5. OETBs for Cancer Cells Detection

The electrochemical detection of cancer cells typically involves the identification of metabolites and tumor markers, as well as the tissue and morphological features associated with cancer cells [111,112,113]. Cancer cell metabolism often leads to the generation or release of specific metabolites [114,115]. Tumor markers are specific molecules that are produced and released into bodily fluids during cancer development [116]. Morphological characteristics refer to the irregular and atypical features observed in cancer cells compared to normal cells, as well as the formation of structures with specific compositions [117,118]. The previously mentioned cancer cell metabolites, e.g., lactate and sialic acid, will not be further expanded upon in this discussion. The focus of this discussion is on tumor markers and their tissue and morphological features.
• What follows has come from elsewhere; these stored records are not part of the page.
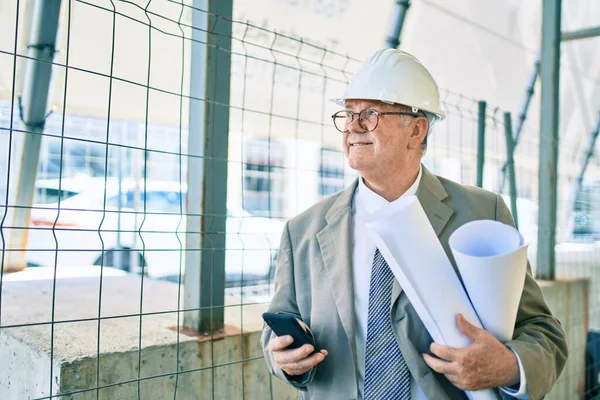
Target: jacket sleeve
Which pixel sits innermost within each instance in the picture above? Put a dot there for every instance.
(539, 338)
(284, 301)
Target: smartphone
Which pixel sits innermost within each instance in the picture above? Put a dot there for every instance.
(286, 324)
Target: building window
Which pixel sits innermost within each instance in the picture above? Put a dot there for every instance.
(331, 172)
(263, 179)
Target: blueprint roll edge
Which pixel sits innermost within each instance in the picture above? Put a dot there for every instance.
(409, 244)
(492, 259)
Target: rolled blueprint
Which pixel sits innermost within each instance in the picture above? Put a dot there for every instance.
(407, 241)
(492, 260)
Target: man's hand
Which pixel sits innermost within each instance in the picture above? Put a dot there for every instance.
(294, 361)
(485, 363)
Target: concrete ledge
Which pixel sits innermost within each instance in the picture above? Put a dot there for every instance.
(83, 345)
(111, 345)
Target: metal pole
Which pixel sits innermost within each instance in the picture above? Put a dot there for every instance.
(393, 37)
(510, 162)
(523, 115)
(581, 34)
(480, 142)
(548, 167)
(207, 174)
(33, 104)
(586, 160)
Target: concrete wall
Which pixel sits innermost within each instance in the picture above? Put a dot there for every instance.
(568, 300)
(239, 370)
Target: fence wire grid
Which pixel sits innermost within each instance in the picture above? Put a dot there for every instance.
(101, 302)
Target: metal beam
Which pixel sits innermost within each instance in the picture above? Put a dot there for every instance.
(548, 166)
(523, 115)
(581, 34)
(510, 162)
(393, 37)
(33, 104)
(480, 142)
(207, 174)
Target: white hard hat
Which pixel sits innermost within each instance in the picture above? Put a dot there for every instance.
(395, 76)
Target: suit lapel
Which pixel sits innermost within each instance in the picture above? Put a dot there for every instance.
(430, 194)
(335, 241)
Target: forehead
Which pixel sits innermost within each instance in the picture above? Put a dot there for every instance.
(358, 104)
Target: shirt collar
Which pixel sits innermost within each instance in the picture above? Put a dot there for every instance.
(371, 201)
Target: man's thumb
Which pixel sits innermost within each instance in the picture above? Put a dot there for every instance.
(467, 328)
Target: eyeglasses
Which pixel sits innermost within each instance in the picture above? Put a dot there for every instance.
(367, 119)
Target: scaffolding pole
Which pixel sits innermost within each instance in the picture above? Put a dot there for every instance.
(586, 160)
(33, 104)
(510, 162)
(480, 142)
(393, 37)
(207, 173)
(581, 34)
(548, 163)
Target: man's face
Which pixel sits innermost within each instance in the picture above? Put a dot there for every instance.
(383, 150)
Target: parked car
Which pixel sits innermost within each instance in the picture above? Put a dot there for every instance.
(87, 229)
(568, 254)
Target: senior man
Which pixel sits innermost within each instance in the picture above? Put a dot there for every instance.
(333, 279)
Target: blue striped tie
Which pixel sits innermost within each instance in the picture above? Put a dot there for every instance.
(386, 373)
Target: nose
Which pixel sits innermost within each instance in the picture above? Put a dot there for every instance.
(354, 126)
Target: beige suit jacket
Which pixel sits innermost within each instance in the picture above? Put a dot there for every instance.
(313, 281)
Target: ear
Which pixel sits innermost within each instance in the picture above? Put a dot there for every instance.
(418, 133)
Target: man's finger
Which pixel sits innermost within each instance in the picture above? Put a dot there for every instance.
(300, 367)
(467, 328)
(294, 355)
(280, 342)
(444, 352)
(440, 366)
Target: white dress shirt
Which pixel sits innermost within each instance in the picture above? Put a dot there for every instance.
(366, 202)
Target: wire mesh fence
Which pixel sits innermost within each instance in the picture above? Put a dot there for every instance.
(99, 311)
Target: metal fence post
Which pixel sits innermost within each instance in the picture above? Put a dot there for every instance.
(548, 166)
(480, 142)
(393, 38)
(207, 166)
(510, 163)
(33, 107)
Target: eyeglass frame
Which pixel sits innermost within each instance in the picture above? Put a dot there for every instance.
(413, 114)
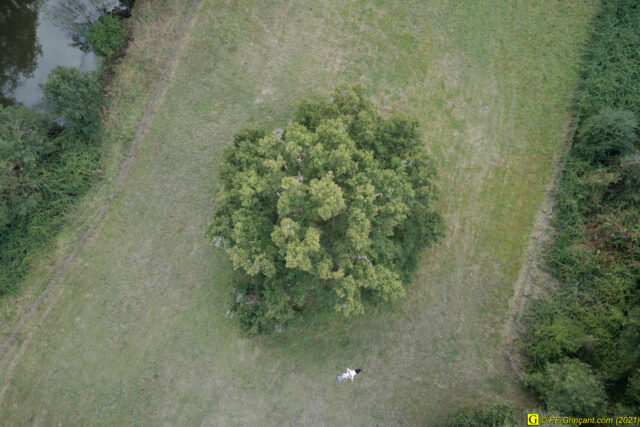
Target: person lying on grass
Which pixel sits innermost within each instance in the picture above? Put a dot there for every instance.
(349, 374)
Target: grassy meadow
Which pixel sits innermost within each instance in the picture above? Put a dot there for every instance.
(137, 330)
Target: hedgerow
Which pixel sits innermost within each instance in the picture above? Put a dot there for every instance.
(594, 316)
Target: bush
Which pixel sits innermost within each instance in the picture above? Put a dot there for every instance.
(23, 144)
(107, 35)
(331, 211)
(500, 414)
(570, 388)
(75, 98)
(594, 315)
(608, 134)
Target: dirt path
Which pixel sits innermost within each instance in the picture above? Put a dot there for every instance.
(45, 297)
(522, 287)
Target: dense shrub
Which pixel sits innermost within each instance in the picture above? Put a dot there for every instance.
(500, 414)
(331, 211)
(594, 314)
(75, 98)
(107, 35)
(607, 135)
(45, 167)
(569, 388)
(23, 145)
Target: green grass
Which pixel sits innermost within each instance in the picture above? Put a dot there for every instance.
(138, 331)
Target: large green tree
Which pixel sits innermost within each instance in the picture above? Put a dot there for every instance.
(329, 212)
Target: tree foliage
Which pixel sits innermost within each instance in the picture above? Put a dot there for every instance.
(74, 97)
(594, 315)
(44, 167)
(330, 211)
(106, 35)
(570, 388)
(23, 144)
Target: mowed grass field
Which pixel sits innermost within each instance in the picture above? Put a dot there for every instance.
(137, 331)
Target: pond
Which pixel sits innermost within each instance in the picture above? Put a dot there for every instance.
(31, 45)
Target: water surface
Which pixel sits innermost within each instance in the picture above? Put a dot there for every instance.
(31, 45)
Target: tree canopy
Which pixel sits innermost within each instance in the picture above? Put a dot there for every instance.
(329, 212)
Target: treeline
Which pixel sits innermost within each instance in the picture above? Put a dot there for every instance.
(48, 159)
(582, 343)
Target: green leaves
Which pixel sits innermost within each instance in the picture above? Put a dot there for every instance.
(313, 214)
(106, 35)
(74, 97)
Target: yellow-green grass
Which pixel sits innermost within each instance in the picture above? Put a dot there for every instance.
(138, 331)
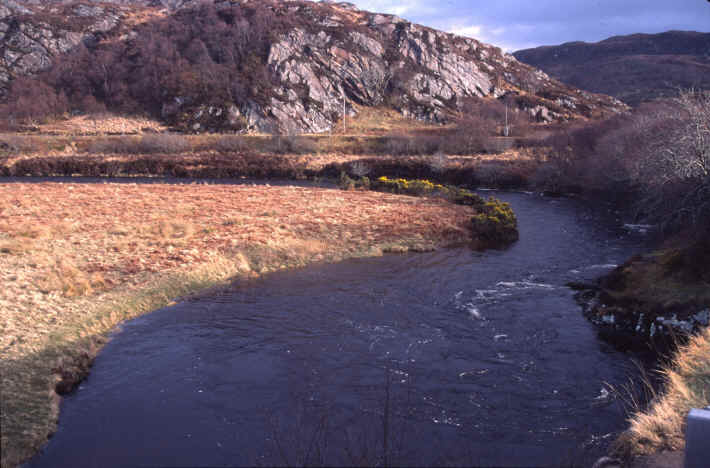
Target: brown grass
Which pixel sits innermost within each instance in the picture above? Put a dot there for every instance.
(78, 259)
(687, 385)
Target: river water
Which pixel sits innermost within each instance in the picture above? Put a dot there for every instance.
(452, 357)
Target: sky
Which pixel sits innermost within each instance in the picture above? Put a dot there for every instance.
(518, 24)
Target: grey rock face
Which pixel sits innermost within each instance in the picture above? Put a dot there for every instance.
(28, 47)
(336, 59)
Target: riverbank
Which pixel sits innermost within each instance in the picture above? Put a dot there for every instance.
(658, 299)
(79, 259)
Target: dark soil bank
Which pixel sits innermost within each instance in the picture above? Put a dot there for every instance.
(453, 357)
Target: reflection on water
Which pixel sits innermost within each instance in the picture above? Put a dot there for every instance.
(453, 357)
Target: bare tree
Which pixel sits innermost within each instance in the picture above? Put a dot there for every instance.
(674, 163)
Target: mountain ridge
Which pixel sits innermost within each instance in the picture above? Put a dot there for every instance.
(306, 60)
(634, 68)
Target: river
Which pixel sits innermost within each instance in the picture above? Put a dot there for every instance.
(452, 357)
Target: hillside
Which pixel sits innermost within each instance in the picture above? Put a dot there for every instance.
(634, 69)
(271, 66)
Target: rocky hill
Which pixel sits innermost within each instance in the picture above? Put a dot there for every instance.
(273, 66)
(634, 68)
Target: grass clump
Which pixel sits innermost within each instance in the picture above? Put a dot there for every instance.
(687, 385)
(494, 225)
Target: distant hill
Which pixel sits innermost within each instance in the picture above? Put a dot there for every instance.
(634, 68)
(267, 65)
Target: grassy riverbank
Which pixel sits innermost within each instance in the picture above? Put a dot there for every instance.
(79, 259)
(669, 288)
(661, 426)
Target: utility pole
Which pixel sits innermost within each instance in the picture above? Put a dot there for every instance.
(343, 110)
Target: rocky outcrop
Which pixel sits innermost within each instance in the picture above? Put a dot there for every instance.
(645, 300)
(332, 59)
(32, 36)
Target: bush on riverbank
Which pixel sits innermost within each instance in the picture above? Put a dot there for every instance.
(494, 225)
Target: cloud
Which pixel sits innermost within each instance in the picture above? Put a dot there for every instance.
(514, 24)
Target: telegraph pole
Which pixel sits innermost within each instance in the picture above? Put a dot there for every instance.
(343, 110)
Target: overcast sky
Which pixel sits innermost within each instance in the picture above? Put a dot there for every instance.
(518, 24)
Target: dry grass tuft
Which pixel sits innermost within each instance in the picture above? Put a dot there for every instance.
(687, 385)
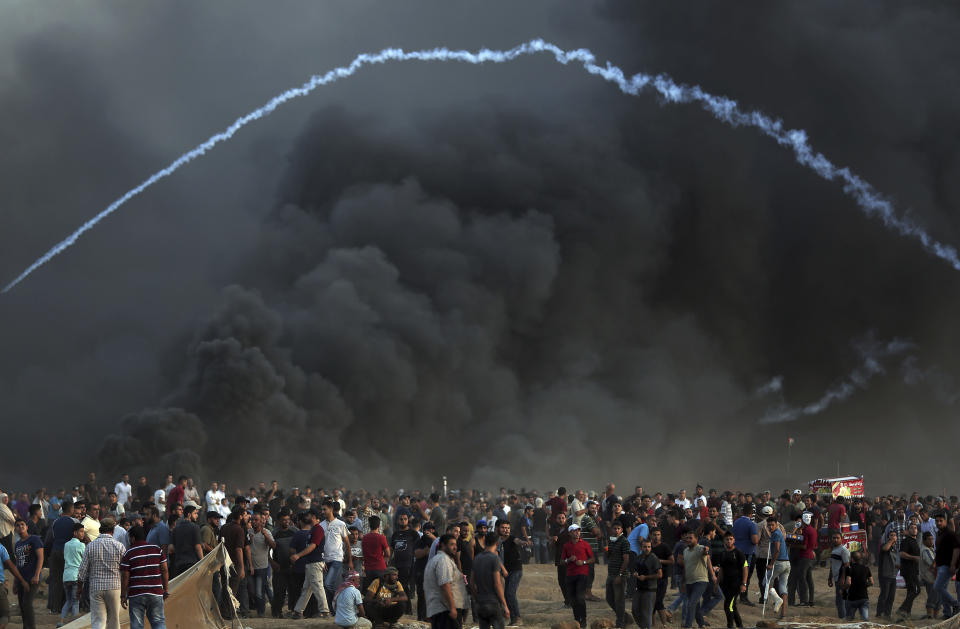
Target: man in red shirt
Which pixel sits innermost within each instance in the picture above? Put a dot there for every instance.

5.1. Tumor Markers Detection

Proteins serve as commonly utilized cancer markers in the field of oncology [119,120]. However, traditional protein sensors may lack the required sensitivity when detecting certain biomarkers with extremely low concentrations in physiological environments due to the typically weak interactions between proteins and organic semiconductors. OETBs can address this limitation by providing an enhanced sensitivity through their inherent amplification capability. These OETBs demonstrate an ability to specifically detect cancer markers, e.g., human epidermal growth factor receptor 2, with a detection limit as low as 10 fg mL−1 [121].
Glycoproteins, as protein–sugar complexes, are essential components found on cell surfaces in eukaryotic cells, playing key roles in cancer progression [122,123,124]. A specially designed OETB, incorporating a PEDOT–PSS channel and a gate electrode modified with poly dimethyl diallyl ammonium chloride/multi-walled CNTs has been proven to effectively and specifically bind mannose and detect glycan molecules onto the surface of cancer cells (Figure 8a) [125]. The OETB generates direct current signals that are influenced by the mannose content on the cell surfaces, thereby impacting the captured cell count. It exhibits significant current responses even at low concentrations of cancer cells (i.e., 10 cells/μL). Moreover, by modifying the lectin and aptamer sequences, the OETB can be adapted for the analysis of various glycans and cancer cells.
Prostate-specific antigen, a serine protease regulated by androgens, is widely used as a serum biomarker for preoperative diagnosis and screening of prostate cancer [128,129,130]. The impressive sensitivity and expanded dynamic range of the OETBs were achieved by leveraging the signal amplification effect of Au NPs. The OETBs comprising PEDOT: PSS and conjugated with Au NPs linked to secondary antibodies, exhibited a remarkable detection limit of 1 pg/mL for the prostate-specific antigen-α1-antichymotrypsin complex [131].
Circulating tumor cells have emerged as valuable tumor biomarkers in liquid biopsy, as they originate from primary tumors and enter the circulatory system [132,133]. A specialized OETB based on PEDOT–PSS channel and poly(dimethylsiloxane) (PDMS) reservoir can detect these circulating tumor cells (Figure 8b) [126]. It utilizes chemically conjugated specific antibodies on the conductive film surface to selectively capture tumor cells. By monitoring the effective gate voltage potential shift, the number of captured cells on the conductive film can be determined, enabling accurate cell detection and high-throughput screening. For instance, when the concentration of cancer cells reached 5000, the captured cells completely covered the PEDOT–PSS surface, resulting in an observed effective gate voltage shift of approximately 63 mV.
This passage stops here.